Most modern motherboards are jumperless, or at least most of the commonly used features can be set through the BIOS. However that usually still leaves a whole slew of jumpers on the motherboard, some of which might even be undocumented. This opens up a whole new perspective, as we are now faced with the possibility of finding an undocumented setting that might propel the motherboard to unforeseen heights as well as acquiring fame across the world as the first person to actually document this undocumented setting. The most effective way of finding these settings is to have a couple of spare jumper caps handy, then subsequently placing ‘m randomly across the motherboard and watch for changes when the system boots up.
Fig 7. Placing jumper caps in random locations, the desired result is to burn traces off the motherboard.

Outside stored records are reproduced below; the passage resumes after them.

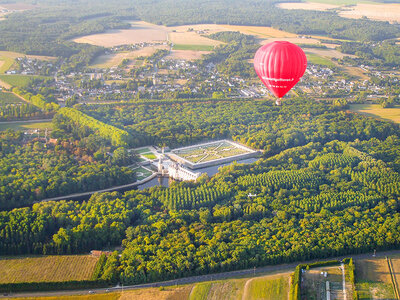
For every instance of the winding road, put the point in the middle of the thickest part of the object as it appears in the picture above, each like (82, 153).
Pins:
(194, 279)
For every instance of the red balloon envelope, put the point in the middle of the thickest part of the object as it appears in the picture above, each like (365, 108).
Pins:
(280, 65)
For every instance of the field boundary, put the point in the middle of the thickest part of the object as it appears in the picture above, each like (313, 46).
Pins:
(393, 278)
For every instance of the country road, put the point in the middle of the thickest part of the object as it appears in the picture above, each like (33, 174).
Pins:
(195, 279)
(26, 121)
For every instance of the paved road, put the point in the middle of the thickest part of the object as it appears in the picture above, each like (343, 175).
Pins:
(194, 279)
(26, 121)
(111, 189)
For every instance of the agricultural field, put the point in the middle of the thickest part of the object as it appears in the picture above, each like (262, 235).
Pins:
(314, 283)
(375, 110)
(380, 12)
(373, 279)
(48, 268)
(115, 59)
(268, 288)
(308, 5)
(18, 80)
(319, 60)
(9, 98)
(193, 47)
(186, 54)
(15, 125)
(209, 152)
(142, 173)
(353, 9)
(140, 32)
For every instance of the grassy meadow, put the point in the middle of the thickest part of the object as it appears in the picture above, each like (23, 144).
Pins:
(9, 98)
(268, 289)
(47, 268)
(26, 125)
(319, 60)
(193, 47)
(376, 111)
(18, 80)
(373, 279)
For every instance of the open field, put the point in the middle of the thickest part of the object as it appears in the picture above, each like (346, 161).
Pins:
(372, 10)
(200, 291)
(48, 268)
(314, 283)
(191, 38)
(140, 32)
(9, 98)
(373, 279)
(395, 261)
(18, 6)
(193, 47)
(268, 288)
(169, 293)
(142, 173)
(375, 110)
(186, 54)
(26, 125)
(7, 59)
(319, 60)
(307, 6)
(328, 53)
(209, 152)
(111, 60)
(381, 12)
(18, 80)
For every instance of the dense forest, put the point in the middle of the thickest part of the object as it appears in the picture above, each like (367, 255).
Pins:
(35, 170)
(316, 200)
(332, 189)
(259, 124)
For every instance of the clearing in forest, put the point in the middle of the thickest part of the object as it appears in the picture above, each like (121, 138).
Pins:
(207, 152)
(373, 279)
(376, 111)
(314, 284)
(48, 268)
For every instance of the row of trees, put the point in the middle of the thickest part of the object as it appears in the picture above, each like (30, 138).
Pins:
(32, 171)
(165, 238)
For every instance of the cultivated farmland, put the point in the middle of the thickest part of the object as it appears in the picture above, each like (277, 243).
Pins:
(48, 268)
(373, 279)
(375, 110)
(140, 32)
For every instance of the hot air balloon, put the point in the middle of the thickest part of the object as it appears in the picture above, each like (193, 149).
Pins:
(280, 65)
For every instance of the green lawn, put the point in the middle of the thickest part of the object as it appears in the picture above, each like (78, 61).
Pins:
(149, 155)
(142, 173)
(26, 126)
(319, 60)
(193, 47)
(264, 288)
(376, 111)
(18, 80)
(9, 98)
(374, 290)
(7, 63)
(144, 150)
(200, 291)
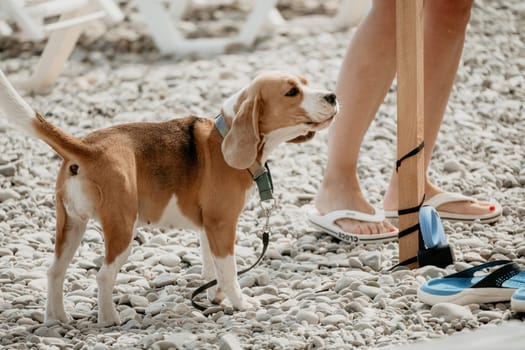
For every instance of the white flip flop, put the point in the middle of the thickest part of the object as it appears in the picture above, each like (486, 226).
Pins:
(447, 197)
(326, 223)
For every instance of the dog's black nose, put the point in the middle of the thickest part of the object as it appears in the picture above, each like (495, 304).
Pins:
(330, 98)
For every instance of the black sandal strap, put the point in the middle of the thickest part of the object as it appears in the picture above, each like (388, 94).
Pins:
(497, 278)
(410, 154)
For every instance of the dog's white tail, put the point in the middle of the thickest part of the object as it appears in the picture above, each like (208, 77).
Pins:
(20, 114)
(14, 107)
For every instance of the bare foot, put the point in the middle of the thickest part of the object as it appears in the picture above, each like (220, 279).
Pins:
(328, 200)
(470, 207)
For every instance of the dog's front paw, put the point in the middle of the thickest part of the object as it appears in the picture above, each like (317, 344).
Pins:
(108, 319)
(60, 316)
(216, 295)
(247, 303)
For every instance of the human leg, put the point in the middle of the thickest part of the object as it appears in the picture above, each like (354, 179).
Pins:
(445, 23)
(365, 77)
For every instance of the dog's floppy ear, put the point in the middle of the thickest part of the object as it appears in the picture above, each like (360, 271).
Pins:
(240, 145)
(303, 138)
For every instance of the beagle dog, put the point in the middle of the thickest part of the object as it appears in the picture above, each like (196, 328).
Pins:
(180, 173)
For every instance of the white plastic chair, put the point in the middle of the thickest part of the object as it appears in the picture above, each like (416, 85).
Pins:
(37, 20)
(163, 26)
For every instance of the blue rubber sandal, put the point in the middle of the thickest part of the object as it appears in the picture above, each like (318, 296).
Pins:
(465, 288)
(517, 302)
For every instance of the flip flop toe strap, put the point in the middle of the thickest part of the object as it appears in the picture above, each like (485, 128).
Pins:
(470, 272)
(354, 215)
(498, 277)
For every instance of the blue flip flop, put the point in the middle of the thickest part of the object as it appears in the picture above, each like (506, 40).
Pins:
(517, 302)
(465, 288)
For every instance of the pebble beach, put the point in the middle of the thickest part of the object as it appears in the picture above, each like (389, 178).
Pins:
(315, 292)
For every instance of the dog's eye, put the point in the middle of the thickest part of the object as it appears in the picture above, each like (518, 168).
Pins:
(292, 92)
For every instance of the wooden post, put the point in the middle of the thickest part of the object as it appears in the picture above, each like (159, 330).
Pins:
(409, 51)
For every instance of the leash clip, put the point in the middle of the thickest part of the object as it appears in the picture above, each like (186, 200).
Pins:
(268, 206)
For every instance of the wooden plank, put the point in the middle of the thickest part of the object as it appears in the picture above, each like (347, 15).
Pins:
(409, 51)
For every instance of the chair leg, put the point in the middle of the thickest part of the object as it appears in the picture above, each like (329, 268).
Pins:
(58, 49)
(160, 24)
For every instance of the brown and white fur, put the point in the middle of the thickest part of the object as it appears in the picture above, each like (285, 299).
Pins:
(179, 173)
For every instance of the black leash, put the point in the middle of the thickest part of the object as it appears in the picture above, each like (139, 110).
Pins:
(265, 239)
(263, 179)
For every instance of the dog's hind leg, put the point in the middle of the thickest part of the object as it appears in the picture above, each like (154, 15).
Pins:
(215, 294)
(118, 233)
(69, 232)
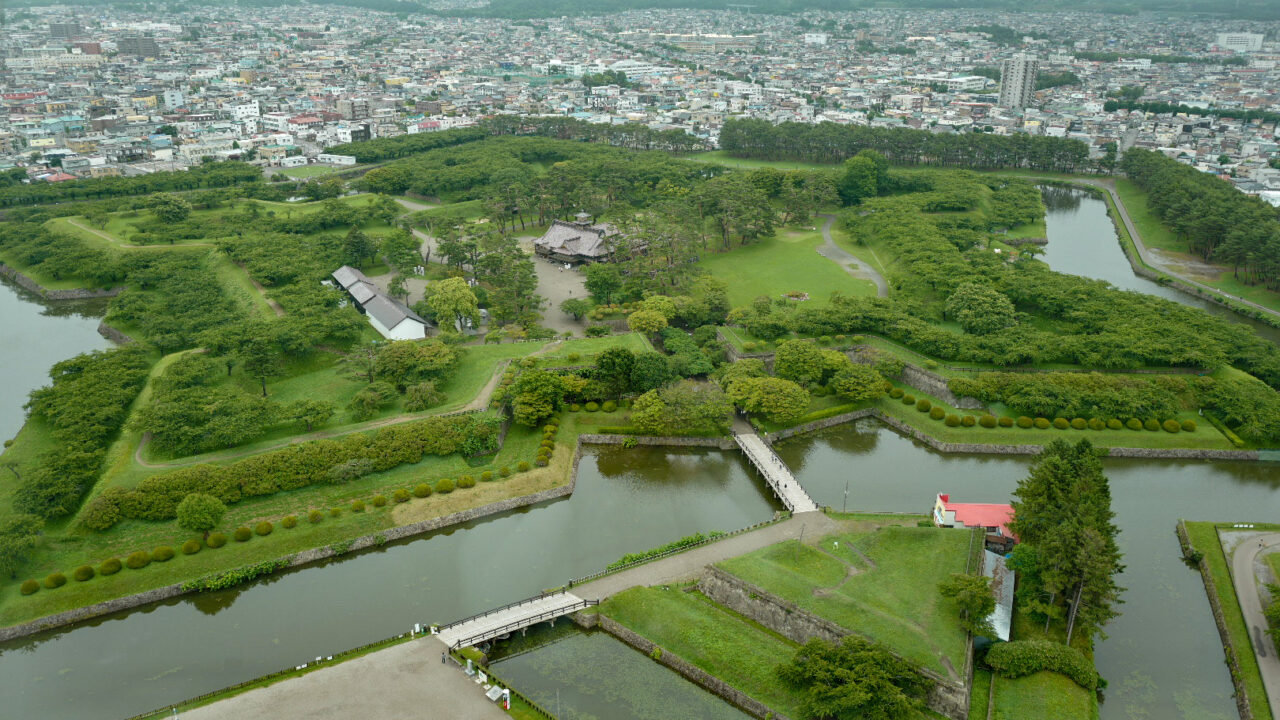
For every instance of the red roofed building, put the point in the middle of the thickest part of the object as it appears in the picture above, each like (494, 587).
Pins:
(991, 516)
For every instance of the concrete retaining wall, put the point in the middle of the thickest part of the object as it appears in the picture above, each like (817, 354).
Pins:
(680, 665)
(949, 697)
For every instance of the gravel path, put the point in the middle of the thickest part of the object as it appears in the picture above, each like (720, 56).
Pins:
(842, 258)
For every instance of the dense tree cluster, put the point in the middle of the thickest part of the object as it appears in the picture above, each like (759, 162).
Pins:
(1219, 222)
(830, 142)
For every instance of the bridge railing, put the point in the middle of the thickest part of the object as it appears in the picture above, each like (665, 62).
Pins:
(522, 623)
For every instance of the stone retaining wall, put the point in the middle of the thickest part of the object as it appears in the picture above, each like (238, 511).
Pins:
(74, 294)
(680, 665)
(949, 697)
(1215, 604)
(293, 560)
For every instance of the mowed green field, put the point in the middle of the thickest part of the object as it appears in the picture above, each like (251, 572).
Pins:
(776, 265)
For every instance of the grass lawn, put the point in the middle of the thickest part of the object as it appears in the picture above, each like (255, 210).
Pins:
(780, 264)
(712, 638)
(1043, 696)
(1203, 537)
(880, 583)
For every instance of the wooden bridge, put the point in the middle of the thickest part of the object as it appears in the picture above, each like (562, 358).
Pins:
(510, 618)
(776, 473)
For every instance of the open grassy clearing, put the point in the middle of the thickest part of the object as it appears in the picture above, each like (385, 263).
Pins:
(789, 261)
(892, 598)
(1203, 537)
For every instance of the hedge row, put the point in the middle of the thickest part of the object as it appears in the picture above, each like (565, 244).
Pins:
(1019, 659)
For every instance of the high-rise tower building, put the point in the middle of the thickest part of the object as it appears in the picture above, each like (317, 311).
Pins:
(1018, 81)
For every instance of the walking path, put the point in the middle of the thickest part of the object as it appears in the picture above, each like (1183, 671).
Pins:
(403, 680)
(1246, 563)
(842, 258)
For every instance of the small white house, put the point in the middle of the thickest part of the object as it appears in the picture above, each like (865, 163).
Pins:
(389, 317)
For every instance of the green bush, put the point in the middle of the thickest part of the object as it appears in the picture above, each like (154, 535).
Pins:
(1019, 659)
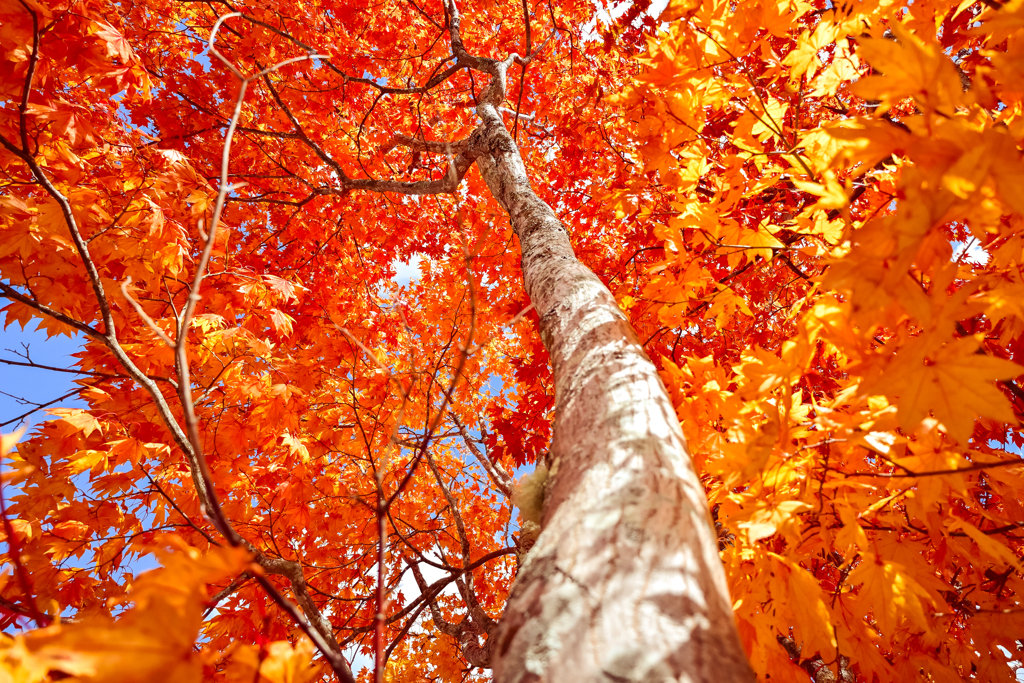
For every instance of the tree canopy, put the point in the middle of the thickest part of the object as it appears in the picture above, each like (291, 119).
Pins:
(809, 212)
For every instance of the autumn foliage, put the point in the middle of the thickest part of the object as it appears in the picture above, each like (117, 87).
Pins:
(812, 214)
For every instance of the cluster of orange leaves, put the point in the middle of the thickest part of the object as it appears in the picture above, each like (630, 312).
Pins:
(808, 211)
(842, 288)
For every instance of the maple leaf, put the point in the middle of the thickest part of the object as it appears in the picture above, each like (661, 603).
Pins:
(952, 381)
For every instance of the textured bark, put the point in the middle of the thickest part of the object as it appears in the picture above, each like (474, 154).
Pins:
(625, 582)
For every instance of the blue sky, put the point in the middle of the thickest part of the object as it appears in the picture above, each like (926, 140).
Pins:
(31, 384)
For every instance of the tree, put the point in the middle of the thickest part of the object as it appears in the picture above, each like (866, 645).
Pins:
(281, 422)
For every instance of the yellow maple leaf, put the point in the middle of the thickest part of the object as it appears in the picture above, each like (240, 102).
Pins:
(910, 67)
(152, 641)
(953, 382)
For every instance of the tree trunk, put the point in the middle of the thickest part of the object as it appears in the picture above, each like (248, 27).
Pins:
(625, 582)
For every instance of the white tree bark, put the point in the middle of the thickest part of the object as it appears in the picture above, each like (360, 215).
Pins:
(625, 582)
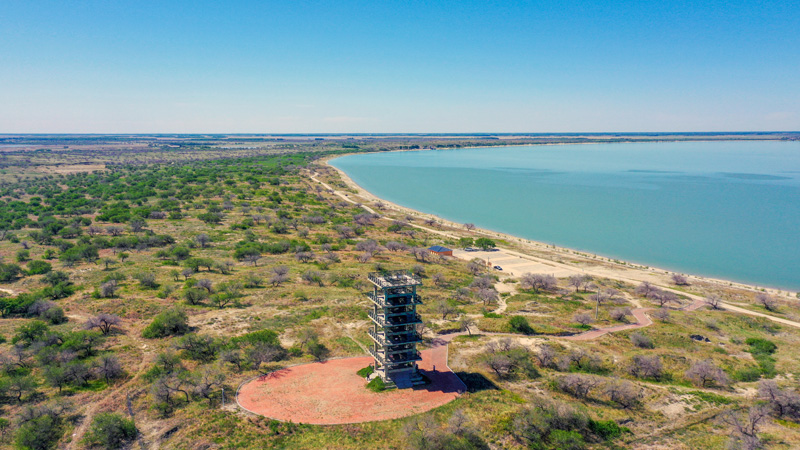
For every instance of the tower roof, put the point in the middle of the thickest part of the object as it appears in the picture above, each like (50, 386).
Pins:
(394, 278)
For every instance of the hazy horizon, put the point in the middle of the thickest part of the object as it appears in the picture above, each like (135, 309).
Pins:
(418, 67)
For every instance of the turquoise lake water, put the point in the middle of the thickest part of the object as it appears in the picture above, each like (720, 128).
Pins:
(723, 209)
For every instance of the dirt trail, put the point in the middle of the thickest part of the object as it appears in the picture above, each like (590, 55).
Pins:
(631, 276)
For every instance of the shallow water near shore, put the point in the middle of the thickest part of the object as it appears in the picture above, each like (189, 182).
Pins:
(727, 209)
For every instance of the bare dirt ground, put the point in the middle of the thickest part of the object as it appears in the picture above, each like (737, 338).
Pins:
(560, 262)
(331, 392)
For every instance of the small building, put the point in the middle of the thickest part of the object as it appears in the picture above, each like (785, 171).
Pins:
(439, 250)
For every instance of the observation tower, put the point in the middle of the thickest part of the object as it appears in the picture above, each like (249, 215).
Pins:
(394, 330)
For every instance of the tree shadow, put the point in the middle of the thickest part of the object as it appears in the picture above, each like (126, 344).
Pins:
(476, 382)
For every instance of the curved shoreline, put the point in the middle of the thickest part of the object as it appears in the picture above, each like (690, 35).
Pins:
(537, 246)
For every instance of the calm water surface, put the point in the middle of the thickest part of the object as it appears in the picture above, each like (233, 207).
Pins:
(721, 209)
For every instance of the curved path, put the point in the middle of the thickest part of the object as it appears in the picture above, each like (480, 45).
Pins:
(558, 265)
(331, 393)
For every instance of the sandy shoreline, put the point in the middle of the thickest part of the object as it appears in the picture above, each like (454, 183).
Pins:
(609, 267)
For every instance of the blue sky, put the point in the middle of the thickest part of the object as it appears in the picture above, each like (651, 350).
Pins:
(398, 66)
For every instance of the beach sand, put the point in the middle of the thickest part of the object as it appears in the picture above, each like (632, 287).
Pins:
(518, 256)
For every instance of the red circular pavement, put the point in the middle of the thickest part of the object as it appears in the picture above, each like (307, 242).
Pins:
(331, 392)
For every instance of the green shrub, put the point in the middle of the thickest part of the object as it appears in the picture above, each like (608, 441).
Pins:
(747, 374)
(761, 346)
(520, 324)
(39, 267)
(606, 429)
(110, 431)
(376, 385)
(9, 272)
(566, 440)
(40, 433)
(168, 323)
(366, 371)
(265, 336)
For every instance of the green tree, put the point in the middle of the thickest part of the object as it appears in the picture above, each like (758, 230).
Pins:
(39, 267)
(168, 323)
(110, 431)
(484, 243)
(39, 433)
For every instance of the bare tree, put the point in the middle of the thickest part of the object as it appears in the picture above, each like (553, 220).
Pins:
(599, 297)
(108, 289)
(364, 219)
(746, 428)
(345, 231)
(583, 319)
(280, 274)
(538, 282)
(646, 289)
(104, 322)
(304, 257)
(421, 254)
(661, 314)
(368, 246)
(202, 239)
(137, 225)
(664, 298)
(623, 393)
(396, 246)
(484, 282)
(782, 402)
(252, 258)
(108, 367)
(679, 279)
(487, 296)
(644, 366)
(714, 301)
(577, 385)
(706, 373)
(476, 266)
(205, 284)
(313, 276)
(500, 363)
(466, 323)
(766, 301)
(546, 355)
(444, 308)
(620, 314)
(575, 281)
(641, 341)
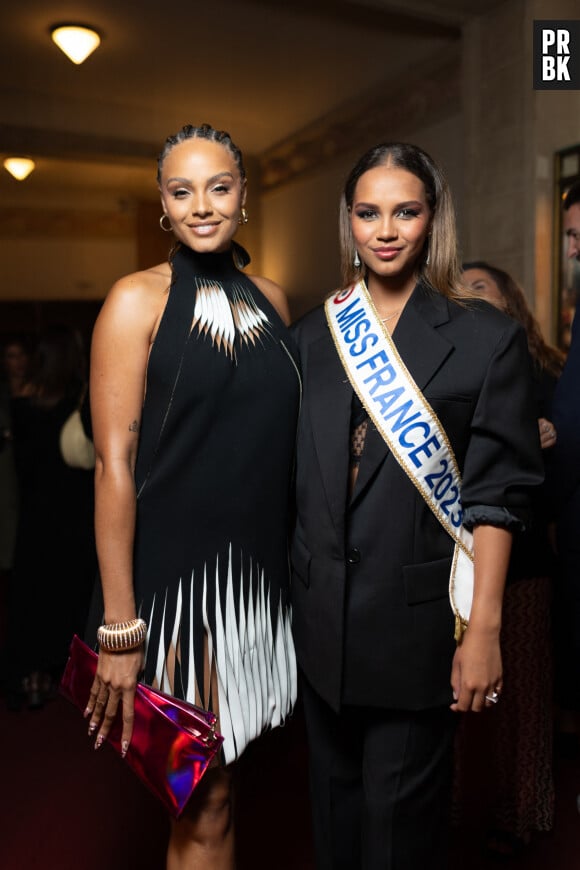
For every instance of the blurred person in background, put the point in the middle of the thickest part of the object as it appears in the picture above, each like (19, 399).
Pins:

A piece of paper and a pen for taking notes is not recommended, as the repetitive placing of the jumper caps on the wrong location might damage the motherboard beyond recovery. Thus in the light of this exercise, the sooner such damage occurs the better. Placing jumper caps over fan connectors, WOL, SB-Link or other connectors is a great way to render these unusable, as well as do considerable damage to the motherboard. For example, placing a jumper cap over two pins connected to +12 volts and Ground, might effectively ‘burn’ the traces leading up to this jumper off of the motherboard, resulting in unrecoverable damage to the motherboard.